Largely through trial and error, filmmakers have developed techniques that capture our attention and stir our emotions. Philosophers and film theorists have thought deeply about the aesthetics of movies, yet few scientists have delved into empirical analyses of our movie experience—or what I have coined psychocinematics. In this blog, I'll approach aspects of our movie experience with respect to what we know about the mind and brain.

I'm now a regular blogger of "In the Brain of the Beholder" for *Psychology Today*. At that site, I'll be highlighting pieces on psychocinematics, but I'll also present information more generally on "experiencing art." I'll post relevant links to my new blogs on this site.


Tuesday, January 15, 2013

HFR and The Hobbit: There and Back Again

This entry appears on the Oxford University Press blog site: http://blog.oup.com 


     Is it the sense of experiencing reality that makes movies so compelling? Technological advances in film, such as sound, color, widescreen, 3-D, and now high frame rate (HFR), have offered ever increasing semblances of realism on the screen. In The Hobbit: An Unexpected Journey, we are introduced to the world of 48 frames per second (fps), which presents much sharper moving images than what we've seen in movies produced at the standard 24 fps. Yet many viewers, including myself, have come away with a less-than-satisfying experience as the sharp rendering of the characters portrayed is reminiscent of either old videotaped TV programs (soap operas, BBC productions) or recent CGI video games. What features of HFR create this new sensory experience and why does it appear so unsettlingly similar to the experience of watching a low budget TV program?


   
      One factor that can be ruled out is the potential difference in flicker rate. Moving images are of course created by the rapid succession of still frames, and thus the flicker or on-and-off rate must be fast enough so that we do not perceive any change in illumination between frames.
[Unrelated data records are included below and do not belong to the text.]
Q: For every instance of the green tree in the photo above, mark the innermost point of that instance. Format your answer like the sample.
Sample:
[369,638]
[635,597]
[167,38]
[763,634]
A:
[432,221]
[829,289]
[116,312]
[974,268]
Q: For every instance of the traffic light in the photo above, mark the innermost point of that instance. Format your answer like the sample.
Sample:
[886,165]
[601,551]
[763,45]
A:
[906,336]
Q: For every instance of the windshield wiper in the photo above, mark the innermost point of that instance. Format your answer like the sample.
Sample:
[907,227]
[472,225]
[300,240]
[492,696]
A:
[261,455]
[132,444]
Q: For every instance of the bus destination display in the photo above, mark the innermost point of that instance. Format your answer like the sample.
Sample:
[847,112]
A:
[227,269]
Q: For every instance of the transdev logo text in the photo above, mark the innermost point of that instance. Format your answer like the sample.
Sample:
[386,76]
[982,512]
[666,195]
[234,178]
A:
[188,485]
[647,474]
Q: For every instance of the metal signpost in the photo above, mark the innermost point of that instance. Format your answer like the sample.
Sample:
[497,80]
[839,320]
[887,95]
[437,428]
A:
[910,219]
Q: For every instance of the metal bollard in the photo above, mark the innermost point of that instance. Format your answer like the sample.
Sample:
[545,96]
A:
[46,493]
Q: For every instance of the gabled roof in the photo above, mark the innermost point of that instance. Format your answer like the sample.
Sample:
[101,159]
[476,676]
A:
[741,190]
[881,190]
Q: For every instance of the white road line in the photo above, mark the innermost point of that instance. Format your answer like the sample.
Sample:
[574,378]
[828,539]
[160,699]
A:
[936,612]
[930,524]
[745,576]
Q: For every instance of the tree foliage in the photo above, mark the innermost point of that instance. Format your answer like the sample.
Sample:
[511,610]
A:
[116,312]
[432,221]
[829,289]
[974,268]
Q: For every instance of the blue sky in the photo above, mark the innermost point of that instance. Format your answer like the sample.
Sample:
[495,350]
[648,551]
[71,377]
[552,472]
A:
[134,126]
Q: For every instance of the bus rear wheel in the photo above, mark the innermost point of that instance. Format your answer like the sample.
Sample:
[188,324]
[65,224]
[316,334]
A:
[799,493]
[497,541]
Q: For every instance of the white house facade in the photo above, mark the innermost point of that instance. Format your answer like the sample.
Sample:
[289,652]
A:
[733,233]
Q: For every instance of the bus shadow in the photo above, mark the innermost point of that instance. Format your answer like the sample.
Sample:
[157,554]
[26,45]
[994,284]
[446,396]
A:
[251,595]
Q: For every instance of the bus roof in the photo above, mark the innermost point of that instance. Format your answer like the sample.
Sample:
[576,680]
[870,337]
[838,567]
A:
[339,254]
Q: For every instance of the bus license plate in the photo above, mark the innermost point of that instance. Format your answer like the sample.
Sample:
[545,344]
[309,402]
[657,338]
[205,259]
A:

With early silent films, the flicker rate was less than 16 fps, and a noticeable flashing or flickering was apparent (hence the term "flicks" to refer to these early movies). Since the advent of sound, the standard has been 24 fps, though the flicker rate is increased with the use of a propeller-like shutter that spins rapidly in a movie projector so that a movie running at 24 fps actually presents each frame two or three times, thereby increasing the flicker rate to 48 or 72 fps. Thus, with respect to flicker rate we have always watched movies at HFR.
         Two factors have motivated the current interest in HFR. The obvious one is that actions recorded at more rapid frame rates, such as a car chase shot at 48 fps vs 24 fps, would reduce by half the distance objects move across successive frames. With HFR we are presented shorter increments of movement, and our brains need not work as hard to extrapolate apparent motion across frames, which may result in a smoother sense of motion. I, however, do not think that it is this between-frame difference that is driving our sensory experience as we watch The Hobbit. A second, less known factor, is that the movie was shot at a faster shutter speed than movies shot at 24 fps. Filmmakers have a rule that states that the shutter speed at which each frame is shot should be half as long as the frame duration. Thus, most movies we've seen have been shot at 24 fps with a shutter speed of 1/48 sec for each frame. Those of you who have played with photography know that this shutter speed would produce rather blurry images when the camera is hand held. On a tripod, a movie filmed with this shutter speed would show fast moving objects (e.g., cars) with a noticeable blur. When movies filmed at 24 fps are shot with a faster shutter speed and less motion blur, actions appear jerky and unnatural.
         The Hobbit was filmed with a shutter speed of 1/64 sec, which produced less motion blur and thus sharper images compared to movies shot at 24 fps. At the faster frame rate, the jerkiness associated with presenting sharp images at 24 fps is largely reduced, though I did notice that on some occasions large camera movements and fast movements of actors appeared stilted and unnatural. A psychological study by Kuroki and colleagues showed that in order to perceive naturalistic movements with sharp moving images (i.e., no motion blur) it is necessary to use frame rates of 250 fps or faster. Interestingly, the shutter speed used for The Hobbit closely matches that used for old videotaped TV programs, which were filmed at 30 fps with a shutter speed of 1/60 sec. I suspect that it is this close match in shutter speed (and thus similarity in image sharpness) that creates the impression of viewing a soap opera when we watch Bilbo Baggins and company.
         In the future, after years of experiencing HFR movies, will we be able to appreciate the more realistic renderings garnered by this new technology? Will a younger generation without prior associations to videotaped TV programs be enamored by the sharper images? Time will tell, though I'm skeptical. HFR does offer a more realistic rendering than what we've previously encountered at the movies, and further advances may help to refine its use. Yet do we really want to have an entirely realistic portrayal? In most cases that would mean having the experience of sitting next to the director watching actors on a sound stage with artificial lighting, which is exactly the impression I had while watching Bilbo backlit by what was supposed to be moonlight. Instead, we may end up preferring a softer image which maintains the illusion of being engaged in an adventure with our favorite fictional characters and partaking in a wonderfully unexpected journey.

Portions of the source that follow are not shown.